A paving asphalt and a vacuum residuum (derived from crude oil by atmospheric and subsequent vacuum distillation and used as a blend stock for asphalt) were tested in skin carcinogenesis assays in mice and in optimized Ames assays for mutagenic activity. In the skin cancer tests, each substance was applied twice weekly for 104 weeks to the clipped backs of groups of 50 male C3H mice. Neither the paving asphalt nor the vacuum residuum (30% weight/volume and 75% weight/weight in US Pharmacopeia mineral oil, respectively) produced any tumors. The positive control benzo[a]pyrene (0.05% w/v in toluene) induced tumors in 46 of 50 mice, demonstrating the effectiveness of the test method. Salmonella typhimurium tester strain TA98 was used in the optimized Ames assay to evaluate mutagenic potential. Dimethylsulfoxide (DMSO) extractions of the substances were not mutagenic when tested up to toxic limits. Thus, under the conditions of these studies, neither the paving asphalt nor the vacuum residuum was carcinogenic or mutagenic.

Keywords

paving asphalt (CASRN 8052-42-4)vacuum residuum (CASRN 64741-56-6)dermal carcinogenesis bacterial mutagenicity test

Introduction

Asphalts are produced from the vacuum residuum obtained from atmospheric distillation followed by vacuum distillation of crude oil. These residua are complex substances containing hydrocarbon constituents with boiling points typically above 450°C, viscosities in the range of 300 cSt to 500 cSt at 100°C to 135°C and high molecular weights (500-5000 g/mol).¹ Both asphalt and vacuum residuum have similar physical and chemical properties, molecular weight ranges, and contain similar molecular structures, including asphaltenes, resins, and highly alkylated aromatic hydrocarbons.

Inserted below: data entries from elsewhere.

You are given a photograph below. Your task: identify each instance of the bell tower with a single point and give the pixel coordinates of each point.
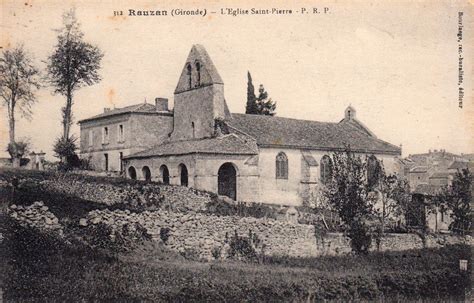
(198, 97)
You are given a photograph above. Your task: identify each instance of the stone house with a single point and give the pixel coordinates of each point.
(249, 158)
(110, 136)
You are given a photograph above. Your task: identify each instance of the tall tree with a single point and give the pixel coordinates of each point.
(458, 198)
(73, 64)
(19, 80)
(393, 195)
(251, 107)
(265, 105)
(349, 194)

Components of particular concern are 4- to 6-ring polycyclic aromatic hydrocarbons (PAHs) due to their carcinogenic potential. However, carcinogenic PAH species are present in asphalts at very low concentrations due to the limited overlap between boiling points of PAHs and the lower distillation range of asphalts and vacuum residuum, for example, benzo(a)pyrene has a boiling point² of 496°C. In contrast, asphalt and similar materials typically contain much higher levels of highly alkylated polycylic aromatic compounds (PACs), which are a broader category of polycyclic aromatic substances containing sulfur, oxygen, and nitrogen.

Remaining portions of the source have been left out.